Navigating from Generated Survey Data to Analysis-Ready Data File




The process:

Download data —> Screen and recode data —> EFA in SPSS —> SEM in AMOS 

For this topic, we will cover the following topics:

  1. Transferring data.
  2. Examining trends (to identify consistency or potential initial problems).
  3. Data screening.
  4. Exploratory Factor Analysis (EFA).
  5. Introduction to SEM-AMOS.

Intro:


Data management and data analysis can be exhausting processes in quantitative research. However, we can simplify them with step-by-step procedures. I will share the steps based on my approach to simplifying these complex methods. Others may have different procedures for conducting this analysis.


Google Sheets data contains a mixture of text and numbers. This needs to be addressed because an SPSS data file should consist of numbers exclusively before we prepare an Excel file suitable for importing into SPSS.

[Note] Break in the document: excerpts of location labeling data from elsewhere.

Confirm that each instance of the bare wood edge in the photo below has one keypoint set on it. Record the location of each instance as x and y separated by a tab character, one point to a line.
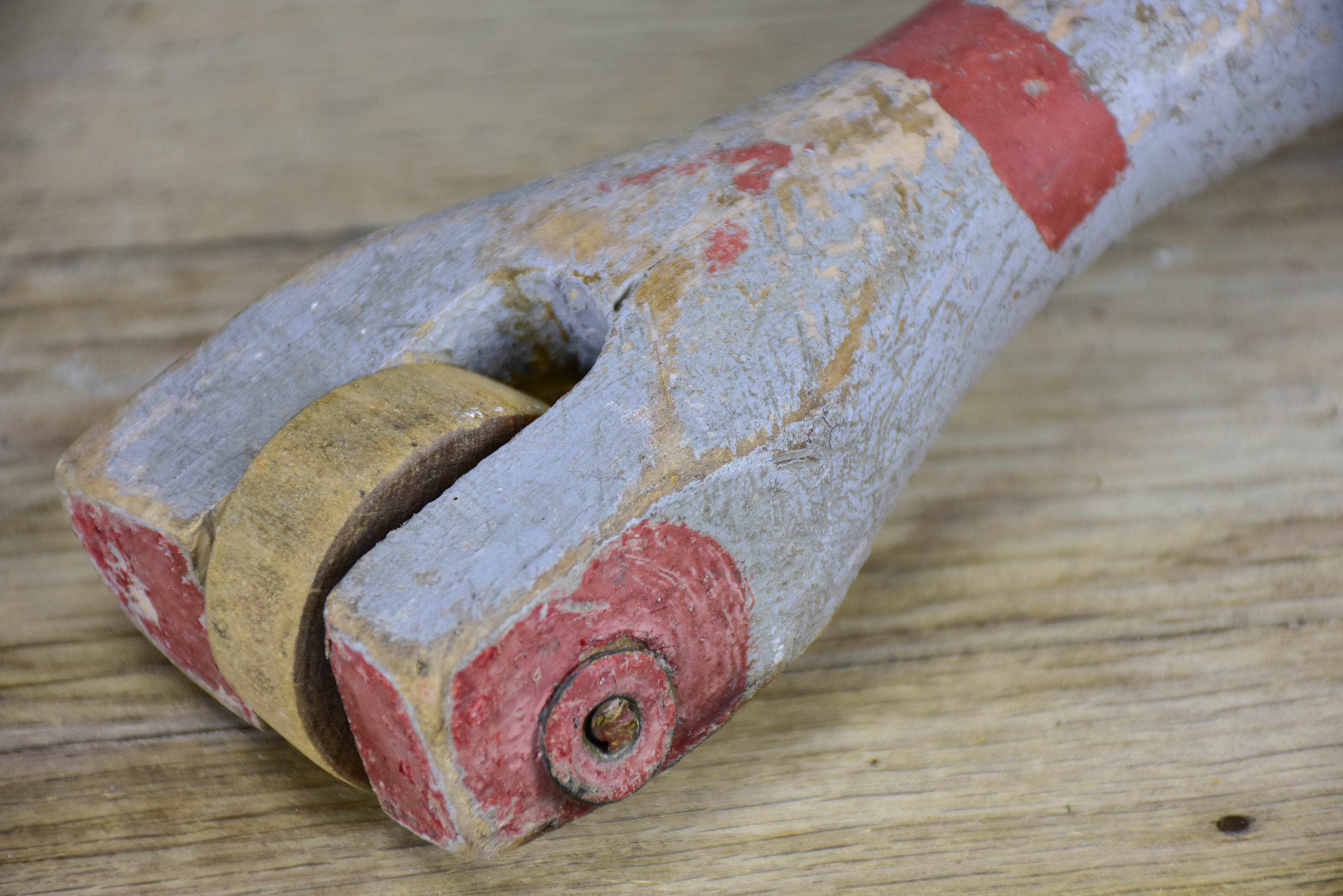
334	481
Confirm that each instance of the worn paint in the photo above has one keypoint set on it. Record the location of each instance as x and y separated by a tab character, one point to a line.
727	241
155	584
579	766
407	786
667	587
1049	138
777	403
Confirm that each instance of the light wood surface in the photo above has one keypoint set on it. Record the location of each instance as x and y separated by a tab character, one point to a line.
1107	613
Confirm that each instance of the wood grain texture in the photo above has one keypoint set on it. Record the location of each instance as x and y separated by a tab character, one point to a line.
1106	613
334	481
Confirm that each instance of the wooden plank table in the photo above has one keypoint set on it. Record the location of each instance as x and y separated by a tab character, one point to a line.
1107	613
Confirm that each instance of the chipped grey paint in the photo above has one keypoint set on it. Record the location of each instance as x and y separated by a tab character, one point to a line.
778	403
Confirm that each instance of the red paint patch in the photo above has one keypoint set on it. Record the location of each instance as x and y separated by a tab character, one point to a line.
727	241
1051	140
765	159
156	586
667	586
766	156
636	180
583	770
394	755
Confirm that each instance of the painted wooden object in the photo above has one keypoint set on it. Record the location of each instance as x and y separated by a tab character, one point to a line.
336	479
773	315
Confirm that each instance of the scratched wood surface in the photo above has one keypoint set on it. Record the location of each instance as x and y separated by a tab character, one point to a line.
1107	613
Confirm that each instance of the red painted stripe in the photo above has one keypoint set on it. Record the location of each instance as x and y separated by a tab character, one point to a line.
1051	140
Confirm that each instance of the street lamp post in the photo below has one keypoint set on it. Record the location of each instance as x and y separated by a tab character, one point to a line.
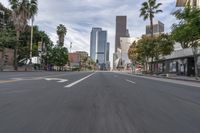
3	48
70	48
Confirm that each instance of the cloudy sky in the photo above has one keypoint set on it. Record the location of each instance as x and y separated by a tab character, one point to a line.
79	16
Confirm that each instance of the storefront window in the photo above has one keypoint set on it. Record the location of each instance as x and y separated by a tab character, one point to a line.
173	66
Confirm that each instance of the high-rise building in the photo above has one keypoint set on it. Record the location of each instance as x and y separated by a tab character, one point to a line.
101	46
121	30
107	51
180	3
93	43
158	27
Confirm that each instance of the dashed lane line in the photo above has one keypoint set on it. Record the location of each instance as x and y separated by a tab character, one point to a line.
130	81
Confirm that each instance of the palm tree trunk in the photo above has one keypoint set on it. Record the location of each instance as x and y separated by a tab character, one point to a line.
3	58
195	62
31	45
151	25
16	51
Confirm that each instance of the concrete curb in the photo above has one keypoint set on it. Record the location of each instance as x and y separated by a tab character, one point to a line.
191	80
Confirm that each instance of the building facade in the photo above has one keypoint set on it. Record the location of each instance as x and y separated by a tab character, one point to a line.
179	62
99	48
181	3
121	30
93	42
121	60
158	28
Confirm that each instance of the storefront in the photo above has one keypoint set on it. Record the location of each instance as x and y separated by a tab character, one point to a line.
180	62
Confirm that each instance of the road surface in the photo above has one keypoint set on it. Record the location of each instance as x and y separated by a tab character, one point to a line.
96	102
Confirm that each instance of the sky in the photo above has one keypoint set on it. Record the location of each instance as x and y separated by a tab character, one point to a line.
79	16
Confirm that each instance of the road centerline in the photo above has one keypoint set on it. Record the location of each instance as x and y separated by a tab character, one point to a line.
78	81
130	81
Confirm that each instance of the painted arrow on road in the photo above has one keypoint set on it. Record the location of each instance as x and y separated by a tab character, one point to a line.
59	80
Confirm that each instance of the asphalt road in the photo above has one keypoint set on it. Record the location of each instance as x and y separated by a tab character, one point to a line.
101	102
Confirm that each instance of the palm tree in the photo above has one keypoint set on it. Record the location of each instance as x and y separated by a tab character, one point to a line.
20	16
148	10
33	8
61	32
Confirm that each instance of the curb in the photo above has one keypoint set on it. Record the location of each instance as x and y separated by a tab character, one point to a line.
196	81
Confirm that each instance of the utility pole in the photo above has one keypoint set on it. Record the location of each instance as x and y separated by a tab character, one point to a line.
3	48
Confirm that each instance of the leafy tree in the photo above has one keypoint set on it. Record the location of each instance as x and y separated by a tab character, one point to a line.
61	32
148	11
187	31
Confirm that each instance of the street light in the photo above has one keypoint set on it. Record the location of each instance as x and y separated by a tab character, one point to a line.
3	48
70	47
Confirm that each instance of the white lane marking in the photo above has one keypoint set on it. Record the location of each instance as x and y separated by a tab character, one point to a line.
130	81
78	81
59	80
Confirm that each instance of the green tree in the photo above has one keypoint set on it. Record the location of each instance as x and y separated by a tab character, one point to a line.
7	37
61	32
148	11
59	56
33	8
187	31
20	16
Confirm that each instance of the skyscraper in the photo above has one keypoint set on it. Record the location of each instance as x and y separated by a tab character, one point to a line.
93	43
101	44
158	27
107	51
121	30
99	48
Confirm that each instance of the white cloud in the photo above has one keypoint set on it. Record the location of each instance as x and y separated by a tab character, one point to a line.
79	16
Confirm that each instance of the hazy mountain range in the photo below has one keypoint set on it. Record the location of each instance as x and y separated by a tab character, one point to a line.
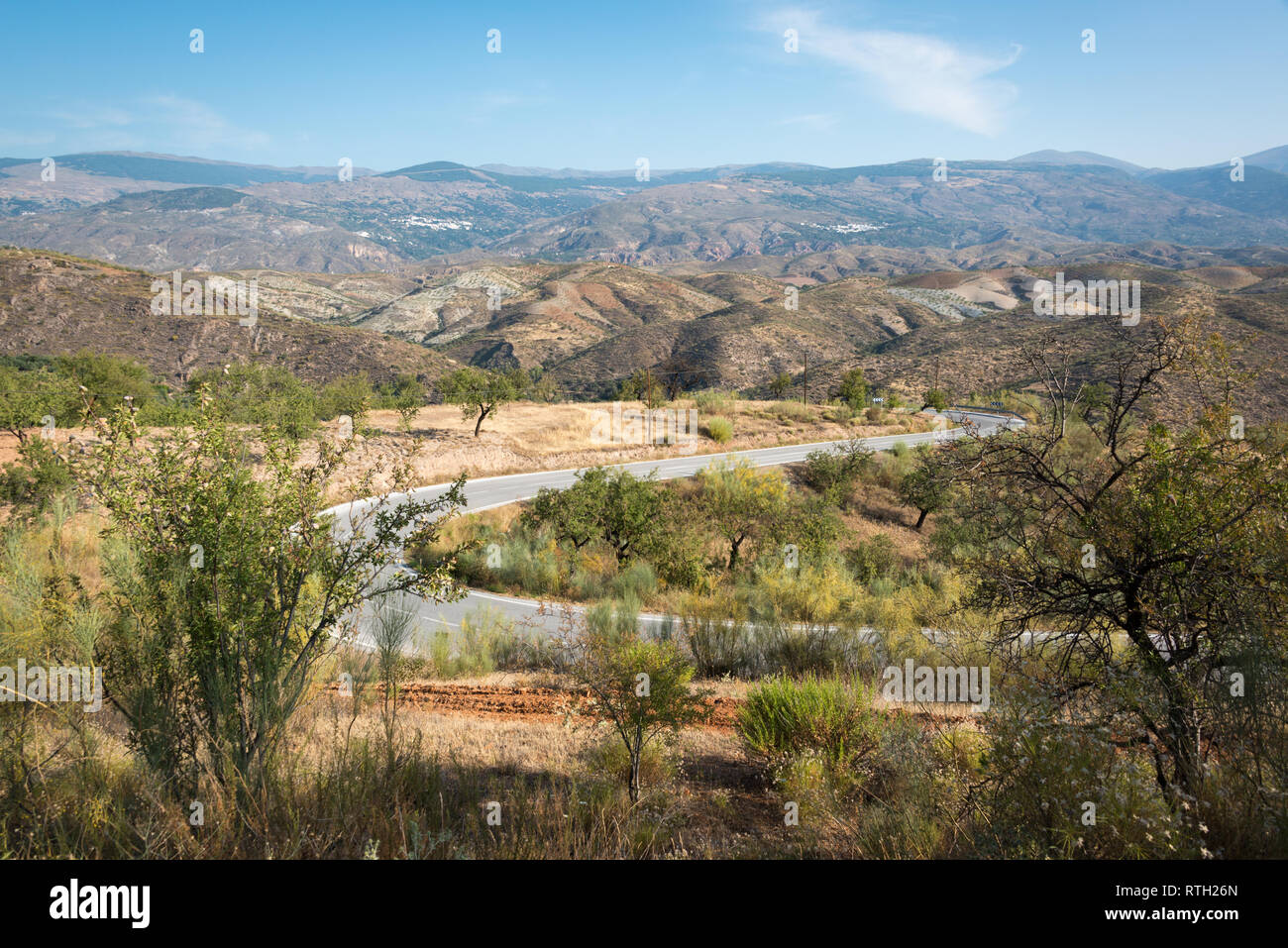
590	325
159	213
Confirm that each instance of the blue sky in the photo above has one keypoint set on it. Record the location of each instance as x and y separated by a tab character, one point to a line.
684	84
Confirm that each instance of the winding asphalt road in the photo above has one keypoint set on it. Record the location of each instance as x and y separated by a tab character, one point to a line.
484	493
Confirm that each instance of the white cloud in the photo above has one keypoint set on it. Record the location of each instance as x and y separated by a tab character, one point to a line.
912	72
156	123
194	125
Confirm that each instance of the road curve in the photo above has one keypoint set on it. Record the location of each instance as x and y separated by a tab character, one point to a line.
489	492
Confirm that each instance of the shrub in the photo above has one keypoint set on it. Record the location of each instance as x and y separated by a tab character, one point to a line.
719	429
872	558
835	473
642	689
782	719
712	401
789	412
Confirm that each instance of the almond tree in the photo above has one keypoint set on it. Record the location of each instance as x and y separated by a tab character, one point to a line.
480	391
1142	548
233	584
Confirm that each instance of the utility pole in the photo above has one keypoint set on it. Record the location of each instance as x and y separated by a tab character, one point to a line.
648	402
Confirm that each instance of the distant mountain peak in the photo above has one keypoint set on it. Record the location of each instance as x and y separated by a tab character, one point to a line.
1050	156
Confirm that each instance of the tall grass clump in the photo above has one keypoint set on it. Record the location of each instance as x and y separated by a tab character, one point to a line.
825	716
719	429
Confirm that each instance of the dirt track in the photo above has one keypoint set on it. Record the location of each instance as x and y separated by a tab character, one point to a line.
555	704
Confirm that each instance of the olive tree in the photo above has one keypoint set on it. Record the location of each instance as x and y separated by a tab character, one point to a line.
478	391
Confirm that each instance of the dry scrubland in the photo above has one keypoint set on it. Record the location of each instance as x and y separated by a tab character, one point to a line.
536	436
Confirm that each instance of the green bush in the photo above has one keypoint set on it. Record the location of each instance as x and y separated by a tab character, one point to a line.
37	476
872	558
784	719
719	429
713	401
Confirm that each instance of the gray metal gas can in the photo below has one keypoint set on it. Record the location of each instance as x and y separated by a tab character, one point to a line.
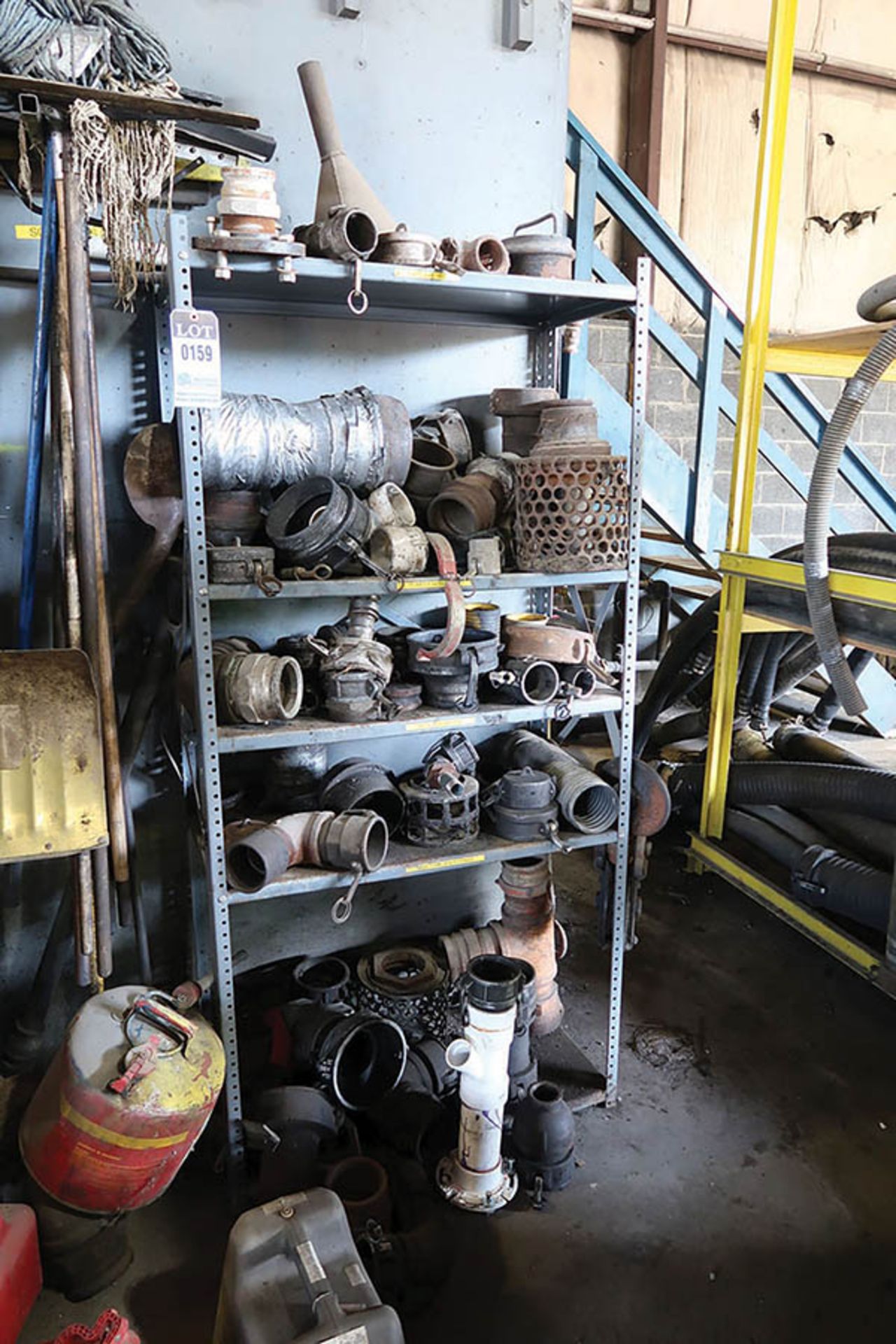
293	1276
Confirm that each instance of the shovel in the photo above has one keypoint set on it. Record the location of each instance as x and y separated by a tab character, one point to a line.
152	482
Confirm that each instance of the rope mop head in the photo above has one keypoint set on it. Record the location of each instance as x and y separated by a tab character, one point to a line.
122	166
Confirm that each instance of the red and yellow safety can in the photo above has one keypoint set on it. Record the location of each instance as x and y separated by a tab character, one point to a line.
122	1102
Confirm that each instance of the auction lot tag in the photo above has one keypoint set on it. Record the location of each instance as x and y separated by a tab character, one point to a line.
195	358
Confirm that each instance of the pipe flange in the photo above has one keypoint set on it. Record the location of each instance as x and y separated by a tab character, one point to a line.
363	784
402	972
317	522
441	816
457	749
477	1193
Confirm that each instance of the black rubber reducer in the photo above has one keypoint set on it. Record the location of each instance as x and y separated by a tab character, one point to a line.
493	983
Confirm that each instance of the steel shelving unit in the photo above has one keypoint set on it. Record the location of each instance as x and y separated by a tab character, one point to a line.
512	302
834	354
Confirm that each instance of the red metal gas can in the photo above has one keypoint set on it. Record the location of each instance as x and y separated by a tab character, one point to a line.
122	1102
19	1269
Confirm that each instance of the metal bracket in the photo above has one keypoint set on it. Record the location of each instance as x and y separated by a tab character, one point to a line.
519	24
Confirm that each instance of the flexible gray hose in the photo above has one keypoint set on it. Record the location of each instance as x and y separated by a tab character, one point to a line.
584	802
821	495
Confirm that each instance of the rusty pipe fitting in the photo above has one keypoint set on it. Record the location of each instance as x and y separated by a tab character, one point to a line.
526	930
260	853
344	234
485	253
472	503
461	946
390	507
253	687
580	680
399	550
584	802
536	638
527	680
356	668
431	465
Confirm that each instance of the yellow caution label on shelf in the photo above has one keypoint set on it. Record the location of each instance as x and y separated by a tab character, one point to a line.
429	585
31	233
437	724
460	860
421	273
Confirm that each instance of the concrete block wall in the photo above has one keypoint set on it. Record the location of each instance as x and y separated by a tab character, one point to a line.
672	410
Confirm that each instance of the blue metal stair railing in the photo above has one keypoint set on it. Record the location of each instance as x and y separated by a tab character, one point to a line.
680	498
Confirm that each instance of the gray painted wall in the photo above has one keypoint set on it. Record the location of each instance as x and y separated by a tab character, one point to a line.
457	134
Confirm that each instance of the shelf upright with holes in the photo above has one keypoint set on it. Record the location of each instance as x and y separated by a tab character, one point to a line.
514	302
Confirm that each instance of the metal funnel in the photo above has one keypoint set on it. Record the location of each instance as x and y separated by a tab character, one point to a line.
340	183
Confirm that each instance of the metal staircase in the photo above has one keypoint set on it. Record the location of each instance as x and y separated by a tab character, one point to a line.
688	514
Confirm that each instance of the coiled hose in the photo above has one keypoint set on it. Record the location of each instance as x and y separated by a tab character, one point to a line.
820	876
584	802
821	493
825	711
869	793
685	668
764	687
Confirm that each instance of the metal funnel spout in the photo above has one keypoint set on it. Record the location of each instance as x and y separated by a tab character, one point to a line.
340	183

Usually, I maintain a comprehensive data file that includes all my variables. Then, when I perform a specific analysis, I simply make a copy of that file and proceed to modify it, retaining only the variables required for that particular analysis.


Disclaimer:

  • SEM is an advanced method, and our aim here is to provide an overview.
  • We will give you a broad view of what your analysis will entail, from data screening to final analysis.
  • Please note that some steps may not be explained in great detail.
  • The primary goal is to provide an understanding of the overall analysis process.
  • We will conduct a more in-depth methods workshop later on, so you can learn how to analyze your data independently.
  • If you don't grasp everything immediately, there's no need to worry; we'll offer assistance with data analysis as needed.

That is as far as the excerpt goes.